1.     『日付と時刻 コマンドライン』という言葉でクグる。

[timedate.cpl] というコマンドラインが探り当たる。

2.     [Windows]キーと[R]を同時押し。

[ファイル名を指定して実行]の窓が開く。

3.     [ファイル名を指定して実行]の名前欄に[timedate.cpl]を入力し、[Enter]を押す。

[日付と時刻のプロパティ]の窓が開く。[timedate.cpl]が使えることが分かる。

4.     fcuc を起動する。

5.     [x  秒後に取得を開始します。]が表示されたら、[日付と時刻のプロパティ]の窓をアクティブにする。

→やがて情報取得が始まり、取得経過を示すメッセージが画面上部に表示される。

→取得が終わると、ファイル[x_日付と時刻のプロパティ_#32770.log]がデスクトップに作成され、開く。

([x]は任意の数字が付与される)(以下「ログファイル1」と記載する。)

6.     デスクトップにファイル[test.uws]を作成し、エディタで開く。

7.     [doscmd("timedate.cpl",TRUE)]を入力する。

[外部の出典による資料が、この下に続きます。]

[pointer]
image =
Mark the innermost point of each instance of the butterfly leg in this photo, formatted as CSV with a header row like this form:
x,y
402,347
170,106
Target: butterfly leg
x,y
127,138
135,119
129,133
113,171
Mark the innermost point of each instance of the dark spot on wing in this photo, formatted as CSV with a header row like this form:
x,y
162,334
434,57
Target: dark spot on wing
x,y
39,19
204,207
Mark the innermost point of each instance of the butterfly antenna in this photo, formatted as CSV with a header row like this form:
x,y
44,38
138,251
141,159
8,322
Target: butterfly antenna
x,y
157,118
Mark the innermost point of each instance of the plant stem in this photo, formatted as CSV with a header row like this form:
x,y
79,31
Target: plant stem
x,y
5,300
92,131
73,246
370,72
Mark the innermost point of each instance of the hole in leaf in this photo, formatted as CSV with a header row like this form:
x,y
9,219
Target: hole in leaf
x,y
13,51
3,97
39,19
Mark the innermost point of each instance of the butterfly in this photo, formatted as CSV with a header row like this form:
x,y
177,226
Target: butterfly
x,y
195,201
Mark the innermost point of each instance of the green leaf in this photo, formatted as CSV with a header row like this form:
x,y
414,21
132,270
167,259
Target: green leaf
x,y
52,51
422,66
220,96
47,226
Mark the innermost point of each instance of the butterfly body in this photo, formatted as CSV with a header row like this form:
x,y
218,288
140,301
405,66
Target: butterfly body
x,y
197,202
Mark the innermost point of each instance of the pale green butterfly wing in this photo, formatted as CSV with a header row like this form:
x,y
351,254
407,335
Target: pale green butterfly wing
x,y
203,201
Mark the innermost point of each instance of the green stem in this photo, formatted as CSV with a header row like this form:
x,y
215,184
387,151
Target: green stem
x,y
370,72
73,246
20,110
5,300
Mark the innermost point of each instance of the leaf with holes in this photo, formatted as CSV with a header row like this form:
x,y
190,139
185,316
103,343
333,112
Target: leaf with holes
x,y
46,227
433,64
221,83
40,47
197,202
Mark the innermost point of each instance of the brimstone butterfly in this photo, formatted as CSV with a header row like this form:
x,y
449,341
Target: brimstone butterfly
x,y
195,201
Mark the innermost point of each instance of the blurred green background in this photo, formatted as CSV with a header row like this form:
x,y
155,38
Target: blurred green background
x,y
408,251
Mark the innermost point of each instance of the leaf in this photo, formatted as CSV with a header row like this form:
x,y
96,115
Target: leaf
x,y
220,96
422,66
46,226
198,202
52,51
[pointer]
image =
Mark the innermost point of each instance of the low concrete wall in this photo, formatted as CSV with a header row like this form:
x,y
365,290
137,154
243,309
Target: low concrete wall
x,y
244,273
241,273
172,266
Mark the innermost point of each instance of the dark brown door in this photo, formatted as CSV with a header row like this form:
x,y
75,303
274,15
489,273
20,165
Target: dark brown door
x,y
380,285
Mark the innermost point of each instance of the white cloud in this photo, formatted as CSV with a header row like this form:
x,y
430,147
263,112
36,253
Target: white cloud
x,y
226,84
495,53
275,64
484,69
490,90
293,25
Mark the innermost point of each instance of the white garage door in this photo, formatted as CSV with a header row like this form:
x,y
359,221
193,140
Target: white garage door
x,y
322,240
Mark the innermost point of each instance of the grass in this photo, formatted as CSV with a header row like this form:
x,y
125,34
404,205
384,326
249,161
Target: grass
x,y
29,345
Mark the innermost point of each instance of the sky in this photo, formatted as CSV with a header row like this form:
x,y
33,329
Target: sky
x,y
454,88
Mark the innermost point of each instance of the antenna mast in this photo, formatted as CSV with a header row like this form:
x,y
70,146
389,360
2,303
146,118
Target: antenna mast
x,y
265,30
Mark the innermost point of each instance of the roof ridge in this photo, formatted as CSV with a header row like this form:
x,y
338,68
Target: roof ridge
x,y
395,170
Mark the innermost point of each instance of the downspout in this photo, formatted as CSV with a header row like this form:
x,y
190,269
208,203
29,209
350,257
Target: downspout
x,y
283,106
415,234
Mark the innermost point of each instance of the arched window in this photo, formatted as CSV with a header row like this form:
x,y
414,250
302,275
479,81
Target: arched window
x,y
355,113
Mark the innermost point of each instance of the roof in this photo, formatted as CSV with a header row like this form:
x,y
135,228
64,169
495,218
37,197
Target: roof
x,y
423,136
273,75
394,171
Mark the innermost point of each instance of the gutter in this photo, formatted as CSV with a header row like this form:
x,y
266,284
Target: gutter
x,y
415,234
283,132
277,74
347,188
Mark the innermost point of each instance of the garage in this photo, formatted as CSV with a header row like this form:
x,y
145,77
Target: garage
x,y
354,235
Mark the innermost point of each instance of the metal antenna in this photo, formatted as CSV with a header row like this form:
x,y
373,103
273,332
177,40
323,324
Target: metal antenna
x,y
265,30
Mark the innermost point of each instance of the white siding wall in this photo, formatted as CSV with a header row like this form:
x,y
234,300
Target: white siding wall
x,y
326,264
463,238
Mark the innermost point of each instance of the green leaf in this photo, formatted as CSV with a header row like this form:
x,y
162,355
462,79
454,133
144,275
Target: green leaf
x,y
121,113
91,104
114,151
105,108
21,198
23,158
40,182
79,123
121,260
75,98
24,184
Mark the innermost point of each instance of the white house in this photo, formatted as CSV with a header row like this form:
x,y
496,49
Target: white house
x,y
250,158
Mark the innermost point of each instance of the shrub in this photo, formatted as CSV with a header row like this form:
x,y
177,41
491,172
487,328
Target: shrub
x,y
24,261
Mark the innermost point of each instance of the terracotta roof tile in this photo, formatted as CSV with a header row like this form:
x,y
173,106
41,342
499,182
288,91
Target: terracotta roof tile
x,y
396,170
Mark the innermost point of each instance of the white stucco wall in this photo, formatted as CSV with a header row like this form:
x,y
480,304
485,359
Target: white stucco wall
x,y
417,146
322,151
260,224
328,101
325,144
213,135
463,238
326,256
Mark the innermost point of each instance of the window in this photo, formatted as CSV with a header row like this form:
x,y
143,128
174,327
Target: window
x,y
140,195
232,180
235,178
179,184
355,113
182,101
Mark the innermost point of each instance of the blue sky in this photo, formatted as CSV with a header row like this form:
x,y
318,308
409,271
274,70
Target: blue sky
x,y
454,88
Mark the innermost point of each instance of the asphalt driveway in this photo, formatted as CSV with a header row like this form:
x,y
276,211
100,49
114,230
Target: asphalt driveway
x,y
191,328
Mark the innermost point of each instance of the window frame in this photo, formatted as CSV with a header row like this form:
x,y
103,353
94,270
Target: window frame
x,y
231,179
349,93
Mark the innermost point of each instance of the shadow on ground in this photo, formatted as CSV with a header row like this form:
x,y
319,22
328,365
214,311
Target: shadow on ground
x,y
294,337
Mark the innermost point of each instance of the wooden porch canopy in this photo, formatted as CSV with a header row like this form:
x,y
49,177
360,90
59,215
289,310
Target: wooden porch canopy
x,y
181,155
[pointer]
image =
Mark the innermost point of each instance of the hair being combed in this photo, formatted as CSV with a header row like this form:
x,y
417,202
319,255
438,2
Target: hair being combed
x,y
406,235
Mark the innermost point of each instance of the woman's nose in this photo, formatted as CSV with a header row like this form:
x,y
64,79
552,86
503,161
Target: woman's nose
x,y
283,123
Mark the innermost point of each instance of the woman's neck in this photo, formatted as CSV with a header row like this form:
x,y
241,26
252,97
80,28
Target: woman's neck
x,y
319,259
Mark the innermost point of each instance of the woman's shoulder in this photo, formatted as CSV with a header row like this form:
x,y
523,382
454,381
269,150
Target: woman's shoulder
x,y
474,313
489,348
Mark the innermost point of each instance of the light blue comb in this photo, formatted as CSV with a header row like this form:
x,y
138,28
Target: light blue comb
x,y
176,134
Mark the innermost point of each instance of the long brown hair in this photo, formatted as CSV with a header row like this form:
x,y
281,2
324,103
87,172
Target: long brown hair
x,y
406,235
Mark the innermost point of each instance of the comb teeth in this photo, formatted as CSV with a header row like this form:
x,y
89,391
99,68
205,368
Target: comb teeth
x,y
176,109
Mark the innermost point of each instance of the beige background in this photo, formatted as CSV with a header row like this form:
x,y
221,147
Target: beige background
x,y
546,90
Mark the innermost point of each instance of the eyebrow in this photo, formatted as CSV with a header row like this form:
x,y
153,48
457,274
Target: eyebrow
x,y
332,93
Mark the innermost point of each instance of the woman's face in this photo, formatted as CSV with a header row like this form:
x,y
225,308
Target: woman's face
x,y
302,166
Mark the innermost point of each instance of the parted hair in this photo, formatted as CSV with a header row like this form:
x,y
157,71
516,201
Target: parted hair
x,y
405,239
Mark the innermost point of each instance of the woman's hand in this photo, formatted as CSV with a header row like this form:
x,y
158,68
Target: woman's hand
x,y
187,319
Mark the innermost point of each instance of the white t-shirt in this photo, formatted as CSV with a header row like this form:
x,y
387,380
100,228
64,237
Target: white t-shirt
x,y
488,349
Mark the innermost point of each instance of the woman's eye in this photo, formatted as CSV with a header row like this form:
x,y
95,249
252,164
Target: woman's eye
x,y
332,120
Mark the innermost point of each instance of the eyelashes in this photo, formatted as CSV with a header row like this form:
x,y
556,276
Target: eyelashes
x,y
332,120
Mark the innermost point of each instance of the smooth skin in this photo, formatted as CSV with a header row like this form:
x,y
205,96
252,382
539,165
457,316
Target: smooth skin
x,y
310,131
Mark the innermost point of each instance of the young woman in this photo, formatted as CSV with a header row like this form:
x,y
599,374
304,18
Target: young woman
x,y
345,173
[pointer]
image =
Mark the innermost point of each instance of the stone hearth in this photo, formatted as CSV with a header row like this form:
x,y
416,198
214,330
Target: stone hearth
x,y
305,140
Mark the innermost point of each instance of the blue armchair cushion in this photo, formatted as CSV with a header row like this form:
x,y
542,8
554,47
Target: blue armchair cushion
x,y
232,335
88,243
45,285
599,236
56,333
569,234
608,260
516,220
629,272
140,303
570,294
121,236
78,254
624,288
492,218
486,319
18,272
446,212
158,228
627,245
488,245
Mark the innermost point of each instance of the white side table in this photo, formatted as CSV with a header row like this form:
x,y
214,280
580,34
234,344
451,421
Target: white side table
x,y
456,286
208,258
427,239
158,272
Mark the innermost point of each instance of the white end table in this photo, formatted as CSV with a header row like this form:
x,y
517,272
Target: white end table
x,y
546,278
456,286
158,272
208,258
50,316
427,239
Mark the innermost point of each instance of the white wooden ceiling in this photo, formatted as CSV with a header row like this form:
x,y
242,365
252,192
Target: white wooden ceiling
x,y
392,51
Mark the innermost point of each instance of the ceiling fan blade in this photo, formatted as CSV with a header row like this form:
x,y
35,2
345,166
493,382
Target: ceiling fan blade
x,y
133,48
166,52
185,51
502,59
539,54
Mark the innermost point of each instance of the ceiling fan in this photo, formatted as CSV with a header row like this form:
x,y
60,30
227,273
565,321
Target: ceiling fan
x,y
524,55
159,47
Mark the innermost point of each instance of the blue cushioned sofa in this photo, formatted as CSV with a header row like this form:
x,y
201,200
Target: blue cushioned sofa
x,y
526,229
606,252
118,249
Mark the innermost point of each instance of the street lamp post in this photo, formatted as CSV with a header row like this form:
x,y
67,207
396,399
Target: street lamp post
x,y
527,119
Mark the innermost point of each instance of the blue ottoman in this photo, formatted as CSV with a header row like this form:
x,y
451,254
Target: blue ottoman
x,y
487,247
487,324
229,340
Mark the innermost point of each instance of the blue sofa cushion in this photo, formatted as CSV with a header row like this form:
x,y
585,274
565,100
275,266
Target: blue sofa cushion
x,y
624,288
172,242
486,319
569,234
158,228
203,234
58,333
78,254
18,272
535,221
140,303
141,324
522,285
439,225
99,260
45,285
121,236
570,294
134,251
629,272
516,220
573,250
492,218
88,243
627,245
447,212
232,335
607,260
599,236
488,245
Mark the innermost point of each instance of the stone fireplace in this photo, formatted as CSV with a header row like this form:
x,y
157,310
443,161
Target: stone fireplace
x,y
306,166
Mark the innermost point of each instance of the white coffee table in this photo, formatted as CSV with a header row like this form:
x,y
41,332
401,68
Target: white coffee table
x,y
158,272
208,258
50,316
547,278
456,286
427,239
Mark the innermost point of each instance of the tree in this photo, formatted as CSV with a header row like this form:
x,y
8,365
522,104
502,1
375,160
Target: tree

8.     ログファイル1の先頭部分の[status()情報より汎用記述]の部分に注目し、下をtest.uwsへコピーする。

id=getid("日付と時刻のプロパティ","#32770")

 

この時点のtest.uwsの内容

doscmd("timedate.cpl",TRUE)

id=getid("日付と時刻のプロパティ","#32770")

9.     これを保存し、[日付と時刻]の窓を閉じて、test.uws を起動する。

[日付と時刻のプロパティ]の窓が開く。

 

btn()関数によるクリック動作部の作成〜

10. fcuc を起動する。

11. [x  秒後に取得を開始します。]が表示されたら、[日付と時刻のプロパティ]の窓をアクティブにする。

12. さらに[インターネット時刻]のタブの四角形の中央にマウスカーソルを合わせる。

 

→やがて情報取得が始まり、取得経過を示すメッセージが画面上部に表示される。

→取得が終わると、ファイル[x_日付と時刻のプロパティ_#32770.log]がデスクトップに作成され、開く。

 (以下「ログファイル1B」と記載する。)

      前の手順で生成されたものと別名で保存される場合と、同名で上書き保存される場合がある。

13. ログファイル1内を文字列[btn]で検索する。

→下の2行がヒットする。

btn(LEFT,CLICK,status(id,ST_X)+(-164),status(id,ST_Y)+382)

btn(LEFT,CLICK,status(id,ST_CLX)+(-167),status(id,ST_CLY)+360)

14. 下をtest.uwsへコピーする。(ヒットした2行はどちらを採用しても動作結果は同じ。どちらでも構わない。)

btn(LEFT,CLICK,status(id,ST_CLX)+194,status(id,ST_CLY)+15)

 

この時点のtest.uwsの内容

doscmd("timedate.cpl",TRUE)

id=getid("日付と時刻のプロパティ","#32770")

btn(LEFT,CLICK,status(id,ST_CLX)+194,status(id,ST_CLY)+15)

15. これを保存し、[日付と時刻]の窓を閉じて、test.uws を起動する。

[日付と時刻のプロパティ]の窓が開き、[インターネット時刻]が選ばれる。

      [インターネット時刻]が選ばれない場合は、btn()関数の座標が正しく取得されていないことが原因。前の手順 (btn()関数によるクリック動作部の作成)に戻ってやり直す。

      意図した結果にはなるが、[インターネット時刻]の選択動作が本当に行われているかが肉眼で確認できなければ、途中にsleep()関数を入れてみる。

 

test.uwsを書き換えた後の内容

doscmd("timedate.cpl",TRUE)

id=getid("日付と時刻のプロパティ","#32770")

sleep(1)

btn(LEFT,CLICK,status(id,ST_CLX)+194,status(id,ST_CLY)+15)

16. これを保存し、[日付と時刻]の窓を閉じて、test.uws を起動する。

[日付と時刻のプロパティ]の窓が開き、少し停止した後、[インターネット時刻]が選ばれる。

 

【後書き】

btn()関数は、戻り値で結果が確認できないので、動作の正確性で難がある。あくまでも、clkitem()やショートカットキーなどが通用しない場合に、最終手段として私は使っている。

本稿では、btn()関数の相対座標指定を取り上げたが、UWSCの現行版では mouseorg()関数で同様の操作ができる。私がUWSCでbtn()関数に取り組んだときは、mouseorg ()関数が無かった。どちらが便利かは知らないが、本稿の方法で用が足りているので、mouseorg()関数は使っていない。

btn()の多用が必要なアプリケーションを操作する人は、ぜひmouseorg()関数も習得することをお勧めする。